By Cody Thompson

Messenger Reporter

CROCKETT – Students of all ages gathered at the Crockett Junior High School gym for an evening of learning and entertainment at CISD’s “Camp Read-Alot” on Tuesday, April 25.

The event was proposed and organized by Crockett High School librarian Lori Dowell.

“This was something I’ve wanted to do for a few years now,” Dowell told the Messenger on Friday. “It’s also something I felt needed to be done for the students.”

Camp Read-Alot was started as a way to help students develop a love for reading at an early age and to help teach parents and legal guardians the importance of reading to their children, Crockett High School Librarian Lori Dowell said. 

“It’s just as important for parents, grandparents and legal guardians to read to their children as it is for them to read in school,” Dowell said. “Even if you just read them little short stories or comic books, every little bit helps.”

Reading to children at a young age helps them develop several cognitive skills that will help them in their academic pursuits, according to Dowell. 

“The more a child is read to, the better their language processing skills become,” Dowell said. “These skills translate to every other subject in school and can help make children better students.”

Students were given the opportunity to participate in a variety of activities, including storytelling and face painting.

“There was a great turnout this year and I really think the kids had a lot of fun with this event,” Dowell said.

Booths were set-up on the edge of the basketball court offering free books to students, according to Dowell.

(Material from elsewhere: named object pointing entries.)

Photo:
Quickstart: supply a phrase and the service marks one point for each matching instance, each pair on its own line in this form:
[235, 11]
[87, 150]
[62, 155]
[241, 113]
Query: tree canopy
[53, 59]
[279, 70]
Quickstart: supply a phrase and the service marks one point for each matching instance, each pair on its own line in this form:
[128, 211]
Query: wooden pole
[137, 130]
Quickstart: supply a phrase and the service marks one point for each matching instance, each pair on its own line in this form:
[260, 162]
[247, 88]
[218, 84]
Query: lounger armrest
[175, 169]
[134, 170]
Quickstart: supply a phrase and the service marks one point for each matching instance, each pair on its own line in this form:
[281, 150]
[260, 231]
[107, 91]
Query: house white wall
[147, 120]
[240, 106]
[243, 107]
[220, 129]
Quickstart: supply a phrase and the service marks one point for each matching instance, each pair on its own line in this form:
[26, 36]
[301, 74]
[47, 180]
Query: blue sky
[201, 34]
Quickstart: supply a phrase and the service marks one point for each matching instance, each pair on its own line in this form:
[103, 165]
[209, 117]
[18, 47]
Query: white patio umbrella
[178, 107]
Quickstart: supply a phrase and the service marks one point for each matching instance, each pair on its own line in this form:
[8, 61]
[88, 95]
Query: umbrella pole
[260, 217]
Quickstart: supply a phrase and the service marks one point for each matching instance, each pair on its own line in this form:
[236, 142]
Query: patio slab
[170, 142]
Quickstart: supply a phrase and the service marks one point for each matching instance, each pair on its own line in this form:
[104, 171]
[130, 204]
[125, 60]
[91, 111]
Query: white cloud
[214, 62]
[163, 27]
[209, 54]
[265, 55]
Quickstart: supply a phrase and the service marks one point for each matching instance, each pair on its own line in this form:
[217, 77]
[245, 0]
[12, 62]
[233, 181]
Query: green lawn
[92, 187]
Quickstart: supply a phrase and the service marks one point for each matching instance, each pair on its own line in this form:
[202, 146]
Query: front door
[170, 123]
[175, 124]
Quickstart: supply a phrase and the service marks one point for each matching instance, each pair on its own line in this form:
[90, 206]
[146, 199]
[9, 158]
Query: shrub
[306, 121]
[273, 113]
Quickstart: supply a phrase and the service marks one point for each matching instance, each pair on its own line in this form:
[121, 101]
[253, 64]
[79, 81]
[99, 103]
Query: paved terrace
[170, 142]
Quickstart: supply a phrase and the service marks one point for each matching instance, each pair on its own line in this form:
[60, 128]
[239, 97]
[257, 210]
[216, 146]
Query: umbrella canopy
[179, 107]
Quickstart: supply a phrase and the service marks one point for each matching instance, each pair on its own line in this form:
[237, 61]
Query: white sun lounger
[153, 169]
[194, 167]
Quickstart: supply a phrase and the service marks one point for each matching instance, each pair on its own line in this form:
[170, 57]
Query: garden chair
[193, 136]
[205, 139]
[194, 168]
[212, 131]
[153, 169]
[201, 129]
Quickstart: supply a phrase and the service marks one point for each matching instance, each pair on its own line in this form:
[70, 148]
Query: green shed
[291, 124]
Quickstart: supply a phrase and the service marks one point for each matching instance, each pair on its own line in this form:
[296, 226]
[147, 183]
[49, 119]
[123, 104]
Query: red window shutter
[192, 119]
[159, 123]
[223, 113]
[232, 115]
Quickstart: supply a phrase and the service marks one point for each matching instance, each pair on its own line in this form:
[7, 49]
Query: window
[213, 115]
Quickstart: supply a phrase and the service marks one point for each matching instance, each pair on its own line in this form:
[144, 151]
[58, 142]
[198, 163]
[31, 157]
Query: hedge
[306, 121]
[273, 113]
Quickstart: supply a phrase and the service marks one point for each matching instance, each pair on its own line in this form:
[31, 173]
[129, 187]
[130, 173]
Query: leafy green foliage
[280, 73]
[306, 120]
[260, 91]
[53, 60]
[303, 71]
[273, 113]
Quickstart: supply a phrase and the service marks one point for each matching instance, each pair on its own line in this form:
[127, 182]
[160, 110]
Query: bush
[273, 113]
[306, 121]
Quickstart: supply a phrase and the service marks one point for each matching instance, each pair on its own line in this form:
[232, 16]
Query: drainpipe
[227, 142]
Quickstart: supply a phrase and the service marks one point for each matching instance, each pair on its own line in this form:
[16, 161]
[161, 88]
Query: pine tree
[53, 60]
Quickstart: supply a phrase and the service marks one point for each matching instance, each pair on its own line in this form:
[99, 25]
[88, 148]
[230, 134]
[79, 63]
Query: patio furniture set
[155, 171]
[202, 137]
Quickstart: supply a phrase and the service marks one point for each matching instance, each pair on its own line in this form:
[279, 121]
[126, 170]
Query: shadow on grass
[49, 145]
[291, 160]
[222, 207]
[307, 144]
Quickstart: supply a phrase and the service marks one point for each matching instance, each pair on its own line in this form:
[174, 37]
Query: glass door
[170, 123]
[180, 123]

Assisting Dowell were approximately 30 Crockett High School students. The students helped set up and tear down the venue, and some even dressed in costumes designed as literary characters for pictures with the younger students.

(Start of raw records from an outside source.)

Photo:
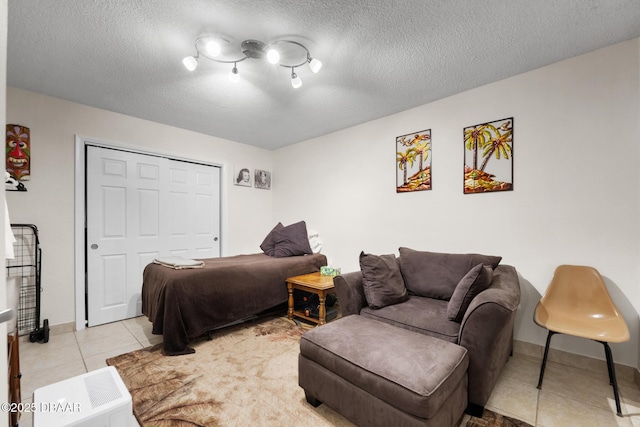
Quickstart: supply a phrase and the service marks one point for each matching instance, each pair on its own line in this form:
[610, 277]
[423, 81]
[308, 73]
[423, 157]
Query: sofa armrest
[487, 332]
[350, 293]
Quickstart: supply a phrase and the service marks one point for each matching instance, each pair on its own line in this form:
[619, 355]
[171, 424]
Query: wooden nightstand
[315, 283]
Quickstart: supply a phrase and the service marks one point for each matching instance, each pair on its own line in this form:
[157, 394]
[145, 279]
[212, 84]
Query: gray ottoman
[376, 374]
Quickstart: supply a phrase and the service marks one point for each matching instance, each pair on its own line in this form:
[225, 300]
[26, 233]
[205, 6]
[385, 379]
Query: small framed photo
[242, 177]
[262, 179]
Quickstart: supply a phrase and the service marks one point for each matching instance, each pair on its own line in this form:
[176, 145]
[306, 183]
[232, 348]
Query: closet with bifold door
[140, 207]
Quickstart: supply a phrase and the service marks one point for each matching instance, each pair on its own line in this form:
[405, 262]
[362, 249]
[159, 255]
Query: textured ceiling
[380, 57]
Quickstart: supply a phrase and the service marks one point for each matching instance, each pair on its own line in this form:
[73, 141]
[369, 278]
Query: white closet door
[131, 211]
[194, 198]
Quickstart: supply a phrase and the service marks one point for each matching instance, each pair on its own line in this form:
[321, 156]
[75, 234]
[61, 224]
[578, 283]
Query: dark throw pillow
[382, 280]
[436, 275]
[269, 243]
[291, 240]
[475, 281]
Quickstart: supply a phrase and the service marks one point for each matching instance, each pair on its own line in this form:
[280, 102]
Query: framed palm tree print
[413, 162]
[488, 157]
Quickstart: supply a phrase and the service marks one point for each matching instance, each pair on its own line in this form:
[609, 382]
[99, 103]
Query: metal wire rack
[26, 266]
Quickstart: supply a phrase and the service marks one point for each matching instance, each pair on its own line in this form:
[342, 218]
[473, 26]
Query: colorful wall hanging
[488, 157]
[18, 152]
[413, 161]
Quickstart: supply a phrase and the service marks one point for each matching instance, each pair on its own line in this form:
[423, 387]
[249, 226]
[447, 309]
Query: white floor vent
[102, 389]
[95, 399]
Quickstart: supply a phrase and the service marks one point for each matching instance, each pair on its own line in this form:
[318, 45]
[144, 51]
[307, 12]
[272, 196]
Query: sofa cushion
[436, 275]
[475, 281]
[268, 245]
[382, 281]
[291, 240]
[427, 316]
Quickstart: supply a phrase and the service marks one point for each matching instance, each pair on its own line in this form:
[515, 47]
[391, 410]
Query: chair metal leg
[612, 376]
[544, 359]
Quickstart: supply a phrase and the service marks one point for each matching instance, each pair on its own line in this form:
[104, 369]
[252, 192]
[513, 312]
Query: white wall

“This event wouldn’t have been possible if not for high schoolers who volunteered,” Dowell said. “They gave up their evening and put so much into this for the kids.”

Students also were treated to performances by hip-hop artist Don “Big Don” Robinson. Robinson is an Austin-based artist who writes hip-hop songs directed at young children. Most of his music features themes of positivity and morality. 

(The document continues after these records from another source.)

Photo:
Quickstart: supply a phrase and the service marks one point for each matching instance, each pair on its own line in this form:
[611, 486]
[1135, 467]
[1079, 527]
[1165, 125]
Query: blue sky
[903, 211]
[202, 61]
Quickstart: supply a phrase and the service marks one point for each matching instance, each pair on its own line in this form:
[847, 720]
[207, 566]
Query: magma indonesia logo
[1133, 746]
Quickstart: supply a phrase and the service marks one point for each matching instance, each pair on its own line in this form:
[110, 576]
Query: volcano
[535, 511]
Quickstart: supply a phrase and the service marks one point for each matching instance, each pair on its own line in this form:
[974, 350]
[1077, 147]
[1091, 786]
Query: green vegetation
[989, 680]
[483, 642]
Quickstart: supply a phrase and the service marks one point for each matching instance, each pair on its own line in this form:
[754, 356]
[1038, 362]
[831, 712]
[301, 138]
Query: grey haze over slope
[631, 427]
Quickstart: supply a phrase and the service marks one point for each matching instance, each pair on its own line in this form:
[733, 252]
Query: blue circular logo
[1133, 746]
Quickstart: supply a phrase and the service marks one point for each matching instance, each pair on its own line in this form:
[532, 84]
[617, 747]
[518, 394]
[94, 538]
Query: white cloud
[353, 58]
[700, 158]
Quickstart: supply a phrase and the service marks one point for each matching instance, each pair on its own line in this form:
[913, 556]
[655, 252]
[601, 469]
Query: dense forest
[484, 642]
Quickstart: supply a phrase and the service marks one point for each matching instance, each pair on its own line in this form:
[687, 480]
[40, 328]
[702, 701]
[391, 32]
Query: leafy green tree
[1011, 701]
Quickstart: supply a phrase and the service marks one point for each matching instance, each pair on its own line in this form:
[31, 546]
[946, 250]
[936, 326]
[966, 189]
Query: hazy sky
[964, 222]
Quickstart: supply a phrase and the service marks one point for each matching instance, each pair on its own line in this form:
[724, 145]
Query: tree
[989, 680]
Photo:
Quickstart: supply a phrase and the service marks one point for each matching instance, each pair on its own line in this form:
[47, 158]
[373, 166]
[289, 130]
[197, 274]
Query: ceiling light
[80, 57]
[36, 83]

“We just really want to show kids that it’s cool to be respectful and that learning can be fun,” Robinson told the Messenger on Tuesday. “We’re really just trying to be a ray of positivity that cuts through all of the negative messages in most of today’s hip-hop music.”

Robinson also is known for turning nursery rhymes into hip-hop songs. His most recognizable are “Humpty Dumpty” and “Itsy Bitsy Spider.”

Due to the large turnout at this year’s Camp Read-Alot, Crockett ISD looks forward to hosting more literature-based learning events in the future, Dowell said.

“We were really kind of nervous when planning this because we didn’t know what kind of a turnout we were going to have,” Dowell said. “We quickly learned attendance was not the problem and we’re now hoping for and even bigger turnout next year.”

Dowell offered a special thank you to everyone involved in Camp Read-Alot.

“I want to thank everyone that helped make this event possible, especially the high-school students who donated their time and energy and to the parents and guardians who came to support their children,” Dowell said.